News

MADISON, Wisconsin, August 9, 2011 (LifeSiteNews.com) – An appeals court has upheld a lower court’s support for a group of male inmates who argued that the state’s refusal to pay for hormones to change their body type was a form of torture.

A three-judge panel of the 7th U.S. Circuit Court of Appeals on Friday said that state officials were violating prisoners’ constitutional rights unless they let male inmates receive a hormone regimen to make their bodies more feminine.

The three inmates had sued the state in 2006 after prison officials began reducing their estrogen treatments which, as the court noted in its opinion, supports female self-idenfication by causing “breast development, relocation of body fat, and softening of the skin.”

The court concluded that “plaintiffs could not be effectively treated without hormones” because mental health remedies, such as psychotherapy and antidepressants, “do nothing to treat the underlying disorder” of a perceived incorrect body type, something the court called a “medical condition.”

“Surely, had the Wisconsin legislature passed a law that DOC inmates with cancer must be treated only with therapy and pain killers, this court would have no trouble concluding that the law was unconstitutional,” stated the panel, concluding that refusing the hormones had “no valid penological purpose and amounts to torture.”

The ruling struck down a Wisconsin law specifying that inmates did not have the right to taxpayer-funded hormone alteration or sex reassignment surgery, although the case did not handle the constitutionality of banning the latter procedure.

The same court had ruled in 1987 and again in 1997 that a transgender inmate did not have a right to “any particular type of treatment, such as estrogen therapy,” as long as an adequate alternate therapy was offered.
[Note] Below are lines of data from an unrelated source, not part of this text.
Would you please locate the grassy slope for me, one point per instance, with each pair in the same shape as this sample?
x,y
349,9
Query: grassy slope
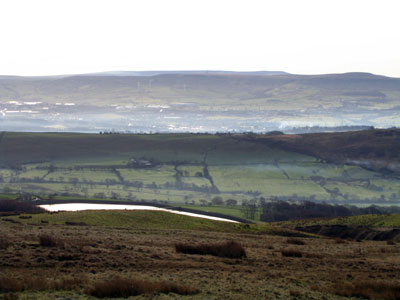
x,y
138,219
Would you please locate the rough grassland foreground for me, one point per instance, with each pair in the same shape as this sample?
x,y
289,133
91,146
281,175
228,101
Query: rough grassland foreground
x,y
90,254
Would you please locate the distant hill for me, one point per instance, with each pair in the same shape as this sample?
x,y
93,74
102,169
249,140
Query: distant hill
x,y
199,72
199,101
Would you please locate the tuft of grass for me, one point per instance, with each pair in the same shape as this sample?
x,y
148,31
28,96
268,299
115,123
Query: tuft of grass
x,y
229,249
4,243
295,241
126,287
291,253
46,240
369,289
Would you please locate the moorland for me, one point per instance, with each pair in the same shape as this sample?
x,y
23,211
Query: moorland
x,y
157,255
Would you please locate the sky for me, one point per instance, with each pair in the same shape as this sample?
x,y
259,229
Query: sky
x,y
51,37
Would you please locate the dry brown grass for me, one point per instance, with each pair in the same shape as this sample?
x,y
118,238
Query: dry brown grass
x,y
4,243
46,240
25,282
295,241
229,249
291,253
126,287
369,289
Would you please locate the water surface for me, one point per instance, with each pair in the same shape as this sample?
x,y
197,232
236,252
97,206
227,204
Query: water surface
x,y
91,206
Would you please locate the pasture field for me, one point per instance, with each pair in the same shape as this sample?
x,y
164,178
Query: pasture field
x,y
181,169
44,258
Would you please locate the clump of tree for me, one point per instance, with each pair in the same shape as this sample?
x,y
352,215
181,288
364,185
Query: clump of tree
x,y
285,211
230,249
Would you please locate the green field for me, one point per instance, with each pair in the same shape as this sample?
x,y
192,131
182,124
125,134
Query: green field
x,y
180,169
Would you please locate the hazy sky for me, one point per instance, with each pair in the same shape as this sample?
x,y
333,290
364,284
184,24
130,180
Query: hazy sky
x,y
45,37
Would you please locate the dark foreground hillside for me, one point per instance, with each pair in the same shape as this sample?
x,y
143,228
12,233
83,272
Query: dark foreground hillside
x,y
44,258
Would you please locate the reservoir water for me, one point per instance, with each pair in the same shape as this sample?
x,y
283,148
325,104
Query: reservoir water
x,y
91,206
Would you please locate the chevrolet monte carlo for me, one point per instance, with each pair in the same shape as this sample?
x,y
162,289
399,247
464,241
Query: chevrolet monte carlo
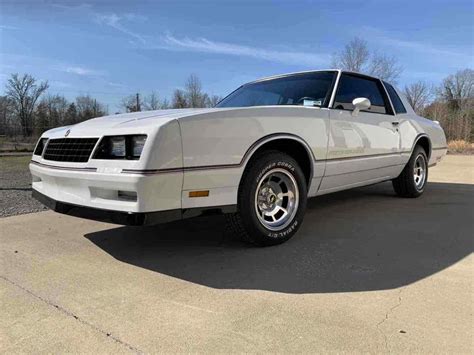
x,y
257,156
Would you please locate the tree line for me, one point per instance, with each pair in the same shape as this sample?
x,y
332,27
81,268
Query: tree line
x,y
27,109
451,103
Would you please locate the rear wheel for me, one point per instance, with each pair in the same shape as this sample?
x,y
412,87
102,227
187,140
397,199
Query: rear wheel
x,y
272,200
413,179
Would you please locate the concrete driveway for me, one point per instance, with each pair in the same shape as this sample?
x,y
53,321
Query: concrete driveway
x,y
368,272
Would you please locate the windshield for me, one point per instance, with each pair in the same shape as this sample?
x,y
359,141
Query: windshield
x,y
289,90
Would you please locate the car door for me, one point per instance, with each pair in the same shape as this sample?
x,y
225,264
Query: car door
x,y
365,147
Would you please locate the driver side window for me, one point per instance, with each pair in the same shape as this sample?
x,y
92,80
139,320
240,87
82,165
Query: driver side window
x,y
352,86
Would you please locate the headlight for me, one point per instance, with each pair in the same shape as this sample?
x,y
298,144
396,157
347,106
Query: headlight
x,y
40,146
137,145
117,147
120,147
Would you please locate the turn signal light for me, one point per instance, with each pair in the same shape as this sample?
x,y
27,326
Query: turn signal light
x,y
204,193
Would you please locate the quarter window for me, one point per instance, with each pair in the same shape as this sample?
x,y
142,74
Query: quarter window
x,y
396,101
351,87
288,90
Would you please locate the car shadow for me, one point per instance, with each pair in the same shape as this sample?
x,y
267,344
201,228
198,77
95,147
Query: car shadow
x,y
358,240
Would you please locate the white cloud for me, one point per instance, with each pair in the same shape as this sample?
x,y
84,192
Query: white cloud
x,y
6,27
115,21
78,70
389,40
208,46
172,43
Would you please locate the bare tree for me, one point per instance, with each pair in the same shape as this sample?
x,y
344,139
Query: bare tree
x,y
152,102
131,103
356,57
353,57
458,88
384,67
418,95
24,93
193,90
213,100
6,111
88,107
179,99
165,104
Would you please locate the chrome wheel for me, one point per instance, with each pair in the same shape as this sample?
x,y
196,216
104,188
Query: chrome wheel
x,y
419,172
276,199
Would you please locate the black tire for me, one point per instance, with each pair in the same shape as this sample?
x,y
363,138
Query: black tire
x,y
245,224
405,184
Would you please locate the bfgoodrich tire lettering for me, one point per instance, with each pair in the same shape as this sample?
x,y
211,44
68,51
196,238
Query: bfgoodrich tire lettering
x,y
272,200
412,181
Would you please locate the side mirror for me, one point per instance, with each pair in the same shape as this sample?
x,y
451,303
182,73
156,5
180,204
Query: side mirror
x,y
360,103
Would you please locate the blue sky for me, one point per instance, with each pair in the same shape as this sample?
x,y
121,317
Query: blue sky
x,y
110,49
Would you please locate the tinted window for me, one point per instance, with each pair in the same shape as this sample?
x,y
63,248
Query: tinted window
x,y
351,87
396,101
288,90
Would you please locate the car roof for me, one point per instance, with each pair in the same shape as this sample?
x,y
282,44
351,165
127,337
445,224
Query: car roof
x,y
310,71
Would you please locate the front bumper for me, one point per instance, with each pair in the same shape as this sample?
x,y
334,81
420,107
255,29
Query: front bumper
x,y
118,217
93,194
108,189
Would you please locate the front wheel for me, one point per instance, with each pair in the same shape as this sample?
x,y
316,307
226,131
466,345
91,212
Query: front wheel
x,y
272,200
413,179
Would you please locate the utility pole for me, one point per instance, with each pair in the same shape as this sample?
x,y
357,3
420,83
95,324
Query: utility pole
x,y
138,102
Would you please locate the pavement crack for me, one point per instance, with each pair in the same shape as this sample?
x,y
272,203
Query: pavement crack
x,y
70,314
387,315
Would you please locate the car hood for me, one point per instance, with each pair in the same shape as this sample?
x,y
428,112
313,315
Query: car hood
x,y
128,122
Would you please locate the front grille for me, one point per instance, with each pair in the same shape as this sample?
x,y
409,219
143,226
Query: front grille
x,y
76,150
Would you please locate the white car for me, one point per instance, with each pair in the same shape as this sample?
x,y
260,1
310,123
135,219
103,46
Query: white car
x,y
256,157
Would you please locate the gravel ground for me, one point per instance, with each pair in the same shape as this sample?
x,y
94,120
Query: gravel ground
x,y
15,187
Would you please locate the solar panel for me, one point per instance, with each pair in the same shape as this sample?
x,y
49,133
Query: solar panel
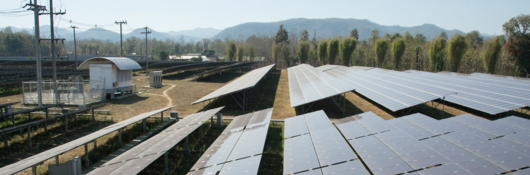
x,y
307,84
250,143
501,156
41,157
137,158
246,81
351,167
470,94
516,121
295,126
324,146
239,144
246,166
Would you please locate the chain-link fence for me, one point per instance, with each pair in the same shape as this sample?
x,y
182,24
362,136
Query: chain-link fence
x,y
70,92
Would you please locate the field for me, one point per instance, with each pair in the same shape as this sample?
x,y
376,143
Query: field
x,y
181,93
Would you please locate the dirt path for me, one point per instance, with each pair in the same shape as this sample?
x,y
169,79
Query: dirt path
x,y
170,101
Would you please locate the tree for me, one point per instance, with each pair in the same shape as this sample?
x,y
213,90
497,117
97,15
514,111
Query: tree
x,y
163,55
492,54
518,43
374,35
395,36
322,51
354,34
303,51
437,53
251,54
474,39
381,47
231,50
304,36
347,46
240,53
457,48
333,50
282,36
177,49
443,35
275,53
286,55
398,49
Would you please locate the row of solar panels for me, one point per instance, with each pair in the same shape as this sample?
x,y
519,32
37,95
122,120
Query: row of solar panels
x,y
48,154
238,149
246,81
400,90
414,144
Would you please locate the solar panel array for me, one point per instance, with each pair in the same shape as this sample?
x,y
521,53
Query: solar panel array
x,y
463,144
307,84
516,121
313,145
246,81
477,93
41,157
393,94
136,159
388,150
239,147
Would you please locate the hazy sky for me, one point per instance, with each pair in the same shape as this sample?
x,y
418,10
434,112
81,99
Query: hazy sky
x,y
486,16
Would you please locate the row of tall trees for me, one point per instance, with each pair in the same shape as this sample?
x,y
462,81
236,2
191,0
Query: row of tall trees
x,y
504,54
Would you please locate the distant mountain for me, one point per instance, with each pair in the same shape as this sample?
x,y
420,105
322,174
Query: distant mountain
x,y
198,32
330,27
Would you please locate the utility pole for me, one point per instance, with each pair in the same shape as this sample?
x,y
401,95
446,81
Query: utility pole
x,y
75,45
121,40
36,8
146,53
54,71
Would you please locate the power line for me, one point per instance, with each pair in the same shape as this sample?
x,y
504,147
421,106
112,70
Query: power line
x,y
121,36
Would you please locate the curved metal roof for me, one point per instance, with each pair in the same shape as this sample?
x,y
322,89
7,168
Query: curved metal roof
x,y
123,63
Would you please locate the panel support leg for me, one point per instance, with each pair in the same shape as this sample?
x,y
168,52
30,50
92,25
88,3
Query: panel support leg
x,y
6,145
143,123
119,133
187,147
65,124
34,170
219,119
46,122
86,156
166,168
29,137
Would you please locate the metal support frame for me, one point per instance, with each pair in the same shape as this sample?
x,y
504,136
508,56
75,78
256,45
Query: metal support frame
x,y
29,137
46,122
187,147
65,124
87,162
143,123
119,133
166,167
436,107
343,101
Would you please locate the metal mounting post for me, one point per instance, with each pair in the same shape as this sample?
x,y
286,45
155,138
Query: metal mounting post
x,y
166,168
29,137
86,156
46,122
119,133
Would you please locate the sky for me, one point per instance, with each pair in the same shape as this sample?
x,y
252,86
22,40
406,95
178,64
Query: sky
x,y
486,16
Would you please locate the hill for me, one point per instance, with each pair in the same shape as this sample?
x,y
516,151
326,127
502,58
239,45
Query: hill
x,y
198,32
330,27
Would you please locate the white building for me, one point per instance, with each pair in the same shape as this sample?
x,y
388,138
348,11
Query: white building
x,y
115,72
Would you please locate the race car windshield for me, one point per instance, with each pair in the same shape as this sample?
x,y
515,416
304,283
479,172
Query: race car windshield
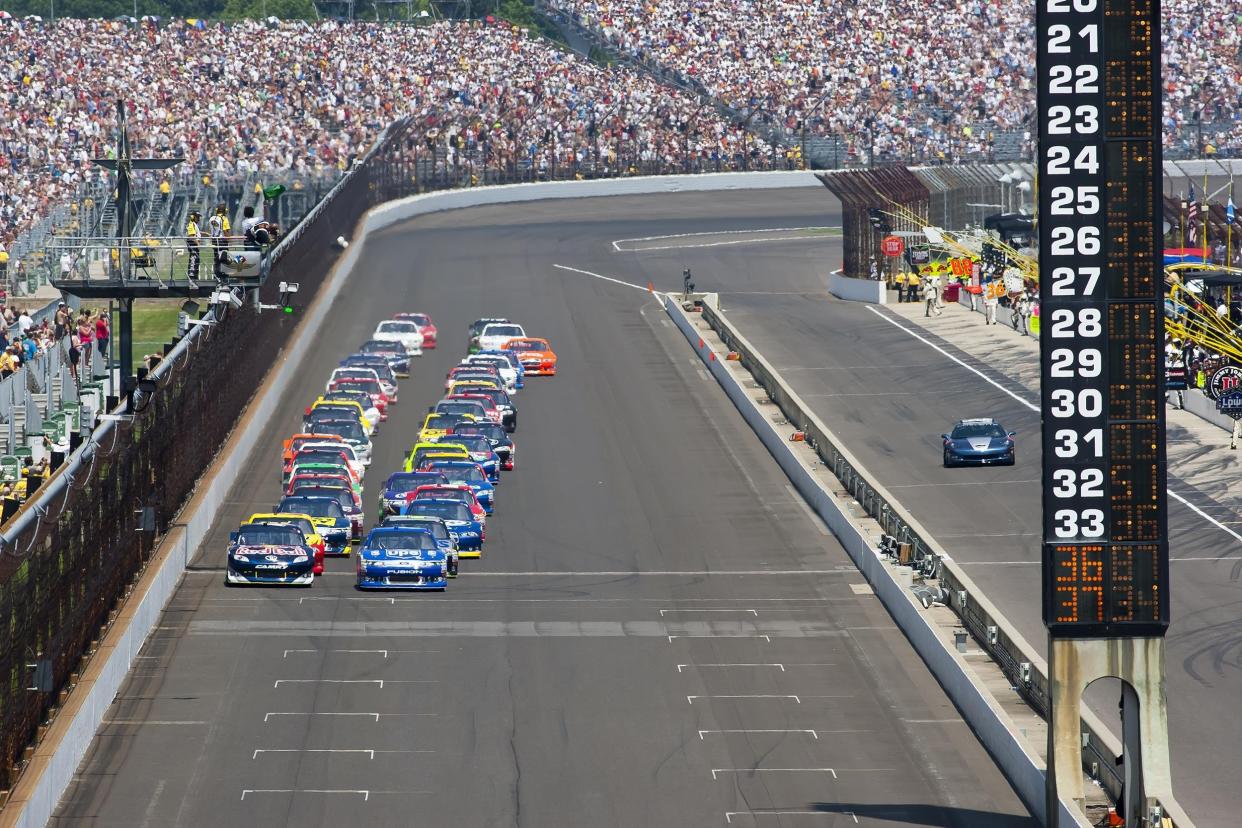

In Friday’s ruling, however, the court concluded that the previous rulings assumed the hormones were more expensive than other treatments, which is not currently the case, and also incorrectly held that other remedies could provide an adequate substitute.

The American Civil Liberties Union (ACLU) hailed the ruling against a law they called “cruel.”

“Too often the medical needs of transgender persons are not treated as the serious health issues that they are,” said John Knight, senior staff attorney with the ACLU’s Lesbian Gay Bisexual and Transgender Project.

The Wall Street Journal notes that the Inmate Sex Change Prevention Act was passed in 2005 after reports that taxpayers were subsidizing sex changes for inmates sparked major controversy.